In Sachen sexuelle Orientierung gibt es viele Vorurteile gegenüber Menschen mit nicht-heterosexuellen Orientierungen, mit denen sich die BZgA auf ihrer Website liebesleben.de beschäftigt. Aber was ist wirklich dran an den Klischees? Eine Auswahl:

Zu liebesleben.de
  • Schwule sehen aus und verhalten sich wie Frauen. Lesben tragen einen Kurzhaarschnitt und verhalten sich wie Männer.

    Ob jemand feminin oder maskulin auftritt, hängt von der persönlichen Vorliebe ab, aber nicht von der sexuellen Orientierung.

  • Bisexuelle können nicht mit einer einzigen Partnerin oder einem einzigen Partner zufrieden sein. Sie brauchen beides.

    Falsch. Auch viele Menschen mit bisexueller Orientierung führen langjährige feste Partnerschaften mit einer einzigen Person.

  • Asexuelle haben keinen Sex.

    Asexuelle Menschen haben zwar kein Bedürfnis nach Sex. Aber: Sie haben durchaus manchmal Geschlechtsverkehr. Liebe, Intimität und Zuneigung sind auch für sie von großer Bedeutung.

  • Wer schon mal Sex mit einer Person des eigenen Geschlechts hatte, kann nicht heterosexuell sein.
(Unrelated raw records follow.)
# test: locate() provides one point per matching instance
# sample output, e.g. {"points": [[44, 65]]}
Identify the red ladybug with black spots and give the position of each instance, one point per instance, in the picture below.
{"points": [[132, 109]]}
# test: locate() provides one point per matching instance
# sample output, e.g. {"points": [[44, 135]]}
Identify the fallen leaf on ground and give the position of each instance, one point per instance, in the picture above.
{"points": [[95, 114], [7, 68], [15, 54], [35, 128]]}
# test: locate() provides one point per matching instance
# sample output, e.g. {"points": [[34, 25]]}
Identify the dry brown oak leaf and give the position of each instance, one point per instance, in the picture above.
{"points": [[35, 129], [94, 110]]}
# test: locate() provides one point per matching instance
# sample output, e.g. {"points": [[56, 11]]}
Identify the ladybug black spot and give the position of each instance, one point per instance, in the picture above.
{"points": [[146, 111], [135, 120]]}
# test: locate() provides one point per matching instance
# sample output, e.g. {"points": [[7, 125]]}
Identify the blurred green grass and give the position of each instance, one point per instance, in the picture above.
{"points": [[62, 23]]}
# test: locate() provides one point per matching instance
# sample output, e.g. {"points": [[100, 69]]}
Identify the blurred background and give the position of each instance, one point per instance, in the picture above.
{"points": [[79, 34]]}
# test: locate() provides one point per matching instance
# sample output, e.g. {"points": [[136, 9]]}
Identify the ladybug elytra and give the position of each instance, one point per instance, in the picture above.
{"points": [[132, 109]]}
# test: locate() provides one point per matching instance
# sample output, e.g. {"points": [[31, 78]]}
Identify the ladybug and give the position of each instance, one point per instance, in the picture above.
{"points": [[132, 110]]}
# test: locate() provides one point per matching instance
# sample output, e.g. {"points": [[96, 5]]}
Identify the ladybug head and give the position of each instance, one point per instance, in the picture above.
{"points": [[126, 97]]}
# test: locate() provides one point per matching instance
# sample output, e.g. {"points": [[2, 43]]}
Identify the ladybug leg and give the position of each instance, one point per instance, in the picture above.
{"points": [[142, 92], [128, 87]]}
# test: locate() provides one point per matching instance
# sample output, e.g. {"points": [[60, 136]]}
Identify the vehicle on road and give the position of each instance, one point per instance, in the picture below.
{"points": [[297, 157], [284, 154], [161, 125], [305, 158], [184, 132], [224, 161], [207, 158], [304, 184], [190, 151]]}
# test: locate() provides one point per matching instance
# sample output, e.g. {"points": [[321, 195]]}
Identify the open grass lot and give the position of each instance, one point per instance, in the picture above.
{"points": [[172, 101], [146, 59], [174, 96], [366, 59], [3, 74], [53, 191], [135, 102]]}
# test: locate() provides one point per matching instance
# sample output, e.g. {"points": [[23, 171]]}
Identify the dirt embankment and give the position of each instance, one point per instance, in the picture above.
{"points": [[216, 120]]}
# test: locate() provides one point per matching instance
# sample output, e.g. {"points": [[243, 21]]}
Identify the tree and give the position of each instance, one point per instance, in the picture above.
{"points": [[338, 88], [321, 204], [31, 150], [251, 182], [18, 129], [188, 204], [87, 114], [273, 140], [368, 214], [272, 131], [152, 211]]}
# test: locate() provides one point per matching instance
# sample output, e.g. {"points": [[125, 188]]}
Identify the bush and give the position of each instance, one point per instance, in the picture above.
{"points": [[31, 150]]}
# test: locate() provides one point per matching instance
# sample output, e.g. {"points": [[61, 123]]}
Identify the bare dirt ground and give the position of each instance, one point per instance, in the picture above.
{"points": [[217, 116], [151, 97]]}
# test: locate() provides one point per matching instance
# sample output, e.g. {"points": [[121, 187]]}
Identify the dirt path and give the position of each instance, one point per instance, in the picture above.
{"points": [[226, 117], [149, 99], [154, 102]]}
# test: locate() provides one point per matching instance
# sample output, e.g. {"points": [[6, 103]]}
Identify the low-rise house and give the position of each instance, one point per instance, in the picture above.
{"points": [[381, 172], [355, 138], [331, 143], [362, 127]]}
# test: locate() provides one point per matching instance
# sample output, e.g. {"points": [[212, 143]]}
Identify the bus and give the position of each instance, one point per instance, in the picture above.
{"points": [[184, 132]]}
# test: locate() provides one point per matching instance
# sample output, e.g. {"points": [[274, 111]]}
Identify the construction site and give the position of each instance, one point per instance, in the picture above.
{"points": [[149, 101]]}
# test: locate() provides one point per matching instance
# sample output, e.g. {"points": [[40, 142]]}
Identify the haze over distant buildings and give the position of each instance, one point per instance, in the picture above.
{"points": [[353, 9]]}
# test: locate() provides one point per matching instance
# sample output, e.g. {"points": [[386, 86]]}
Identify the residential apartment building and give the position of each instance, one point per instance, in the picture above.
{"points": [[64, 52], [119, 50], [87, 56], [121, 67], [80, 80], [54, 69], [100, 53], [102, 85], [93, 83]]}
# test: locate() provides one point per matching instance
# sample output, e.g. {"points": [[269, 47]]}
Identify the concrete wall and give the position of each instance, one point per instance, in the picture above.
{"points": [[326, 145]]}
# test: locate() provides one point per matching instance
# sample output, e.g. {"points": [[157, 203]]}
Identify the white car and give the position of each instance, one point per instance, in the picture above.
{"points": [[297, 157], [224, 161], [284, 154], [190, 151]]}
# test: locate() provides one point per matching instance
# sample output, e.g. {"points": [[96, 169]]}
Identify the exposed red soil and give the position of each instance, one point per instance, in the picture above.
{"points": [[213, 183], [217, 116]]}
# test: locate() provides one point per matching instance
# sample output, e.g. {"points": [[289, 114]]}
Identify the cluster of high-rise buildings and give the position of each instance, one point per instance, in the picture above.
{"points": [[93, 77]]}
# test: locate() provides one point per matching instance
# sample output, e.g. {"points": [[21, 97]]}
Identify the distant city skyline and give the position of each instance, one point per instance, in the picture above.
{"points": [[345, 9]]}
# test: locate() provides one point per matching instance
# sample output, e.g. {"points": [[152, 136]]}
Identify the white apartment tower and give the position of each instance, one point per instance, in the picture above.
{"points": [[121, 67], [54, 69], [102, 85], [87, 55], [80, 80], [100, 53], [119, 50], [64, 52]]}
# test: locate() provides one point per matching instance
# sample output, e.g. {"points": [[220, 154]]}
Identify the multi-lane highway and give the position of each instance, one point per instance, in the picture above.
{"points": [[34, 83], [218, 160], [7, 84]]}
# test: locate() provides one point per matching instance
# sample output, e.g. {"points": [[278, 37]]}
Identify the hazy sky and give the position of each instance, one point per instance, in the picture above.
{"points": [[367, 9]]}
    Die sexuelle Orientierung eines Menschen ist in der Regel konstant. Aber sie kann sich im Laufe der Zeit auch ändern. Einige Menschen entdecken statt im Jugendalter erst später, dass sie zum Beispiel auf das gleiche Geschlecht stehen.

  • HIV und andere sexuell übertragbare Infektionen (STI) betreffen nur Schwule.

    Das stimmt nicht. Manche STI kommen bei bestimmten Sexualgruppen zwar häufiger vor. Egal ob lesbisch, schwul oder heterosexuell: Sexuell übertragbare Krankheiten gehen jeden etwas an. Deshalb solltest du dich immer davor schützen.

    Tipps zum Thema Safer Sex
  • Lesben haben gar keinen richtigen Sex.

    Doch. Sexualität ist vielfältig – lesbische Liebespaare brauchen nicht zwangsläufig Hilfsmittel, um Sex zu haben.

  • Nur Heterosexuelle können Kinder kriegen.

    Tatsächlich fragen sich viele homosexuelle Personen, ob sie irgendwann Kinder haben können. Grundsätzlich lautet die Antwort ja. Denn: Um Kinder zu bekommen, gibt es auch viele andere Wege als Sex zwischen Mann und Frau. So kann zum Beispiel eine künstliche Befruchtung oder Adoption in Frage kommen.

Lass dich nicht drängen und horche in dich hinein. Ich habe Internetforen durchforstet und Fachbücher gelesen – mich also erstmal theoretisch damit beschäftigt.